-posted by Ken
Last Thursday, Amazon.com announced a new program for authors, Kindle Serials. They suggested this wonderful new approach to publishing would encourage authors and readers to connect during the creation process and would also, presumably, allow readers to have some input into said process. Despite the fact that the announcement was nearly lost in the hoopla surrounding its presentation of the new Kindle Fire models, it has generated a fair amount of discussion on a number of discussion sites. The handful of Kindle Serials already launched have garnered very good sales and rank well among Amazon's ebook offerings. (See the Kindle Serials press release here)
Completely unmentioned is the role indie authors have played in helping to bring this about.
Serialized novels are not a new concept, so while indies can't claim credit for inventing the format, they do deserve credit for bringing the form back into the popular fold. (For a brief overview of the history of serials, check out Glinda Harrison's post here on the eBook Evangelist.) As usual, Amazon has been slow to embrace innovative approaches, adopting them only after their success has been demonstrated. Indie authors have been publishing serialized novels for years now, offering each episode separately, but not as a "pay once, get the whole series" product. The only way a writer could publish serialized content and charge customers only once was through Amazon's Blogs and ePeriodicals program.
But my colleague, Saul, was determined to pursue this approach despite Amazon's insistence that it wasn't possible for books. After being shut down by them, he went ahead and published GAMELAND, serialized it, and offered it to customers on a "pay once upfront" basis WITHOUT Amazon's blessing. He's now over halfway through the series, and there have been some technical hiccups, as to be expected, but the series has been well received and grows in popularity daily. He has written a guest post on the issues on Glinda's blog here. I invite my readers to check out the full post, but I'd like to highlight one section, because I think it underscores an important idea: Never let a megalithic company like Amazon tell you it can't be done.

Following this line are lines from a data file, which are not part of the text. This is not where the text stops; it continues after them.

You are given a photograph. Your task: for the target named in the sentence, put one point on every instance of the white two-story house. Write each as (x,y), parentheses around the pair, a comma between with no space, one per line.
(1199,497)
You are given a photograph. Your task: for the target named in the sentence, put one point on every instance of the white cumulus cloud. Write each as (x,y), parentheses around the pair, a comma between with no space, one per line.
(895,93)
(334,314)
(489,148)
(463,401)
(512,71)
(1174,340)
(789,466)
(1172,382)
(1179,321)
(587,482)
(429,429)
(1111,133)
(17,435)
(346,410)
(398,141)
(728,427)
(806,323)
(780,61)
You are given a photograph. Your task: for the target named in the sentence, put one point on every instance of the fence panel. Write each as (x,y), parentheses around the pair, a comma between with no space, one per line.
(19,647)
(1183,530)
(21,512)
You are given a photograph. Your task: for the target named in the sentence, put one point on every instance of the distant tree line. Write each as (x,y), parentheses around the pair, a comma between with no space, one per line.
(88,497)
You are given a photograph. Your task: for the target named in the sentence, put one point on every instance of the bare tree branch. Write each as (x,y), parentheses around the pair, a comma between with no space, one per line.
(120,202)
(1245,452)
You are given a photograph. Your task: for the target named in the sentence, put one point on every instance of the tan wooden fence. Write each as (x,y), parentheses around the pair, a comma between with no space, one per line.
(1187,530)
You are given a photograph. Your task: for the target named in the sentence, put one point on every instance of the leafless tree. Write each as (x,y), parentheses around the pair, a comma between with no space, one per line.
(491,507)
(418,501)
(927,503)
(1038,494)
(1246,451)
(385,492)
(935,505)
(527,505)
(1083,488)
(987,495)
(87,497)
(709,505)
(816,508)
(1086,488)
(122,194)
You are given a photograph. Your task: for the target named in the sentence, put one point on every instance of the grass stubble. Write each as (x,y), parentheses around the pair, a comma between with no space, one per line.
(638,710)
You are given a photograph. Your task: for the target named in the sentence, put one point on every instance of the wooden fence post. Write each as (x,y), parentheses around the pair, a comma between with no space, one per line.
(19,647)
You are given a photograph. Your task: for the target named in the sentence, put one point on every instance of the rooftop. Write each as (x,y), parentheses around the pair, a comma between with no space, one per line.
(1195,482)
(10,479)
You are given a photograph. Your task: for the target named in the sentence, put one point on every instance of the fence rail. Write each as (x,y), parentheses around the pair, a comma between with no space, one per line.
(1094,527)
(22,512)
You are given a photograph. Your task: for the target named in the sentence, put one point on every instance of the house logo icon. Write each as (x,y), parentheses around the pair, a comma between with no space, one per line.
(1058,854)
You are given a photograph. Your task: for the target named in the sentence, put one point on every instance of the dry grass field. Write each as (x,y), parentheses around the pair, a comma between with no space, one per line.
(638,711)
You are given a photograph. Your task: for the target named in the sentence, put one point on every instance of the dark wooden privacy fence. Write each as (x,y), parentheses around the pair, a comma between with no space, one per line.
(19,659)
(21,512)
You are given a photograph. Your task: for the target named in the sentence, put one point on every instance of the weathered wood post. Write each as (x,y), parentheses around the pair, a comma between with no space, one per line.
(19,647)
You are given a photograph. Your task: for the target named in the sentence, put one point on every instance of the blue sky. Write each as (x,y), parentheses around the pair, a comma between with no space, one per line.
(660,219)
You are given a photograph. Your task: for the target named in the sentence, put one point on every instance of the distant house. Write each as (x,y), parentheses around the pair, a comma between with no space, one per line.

"I’m thrilled that Amazon has finally developed a process that enables authors to publish this way. But for me and my fans, it’s a bittersweet moment, the culmination of an arduous journey while simultaneously a validation that the journey itself was worthwhile. I have been blessed with readers whose enthusiasm is matched by their patience. I like to think that our struggle—and our combined and unrelenting dedication to the serial format—has finally made Amazon see the light."
Did Saul's queries and persistence have any impact on Amazon? Nobody can say. Nor is his relative success with the experiment likely to have had any influence on Amazon's decision to launch this new program, but it is almost a certainty that the combined efforts of indies and their successes brought this to fruition. If you believe in something strongly enough, even a mountain like Amazon can be moved.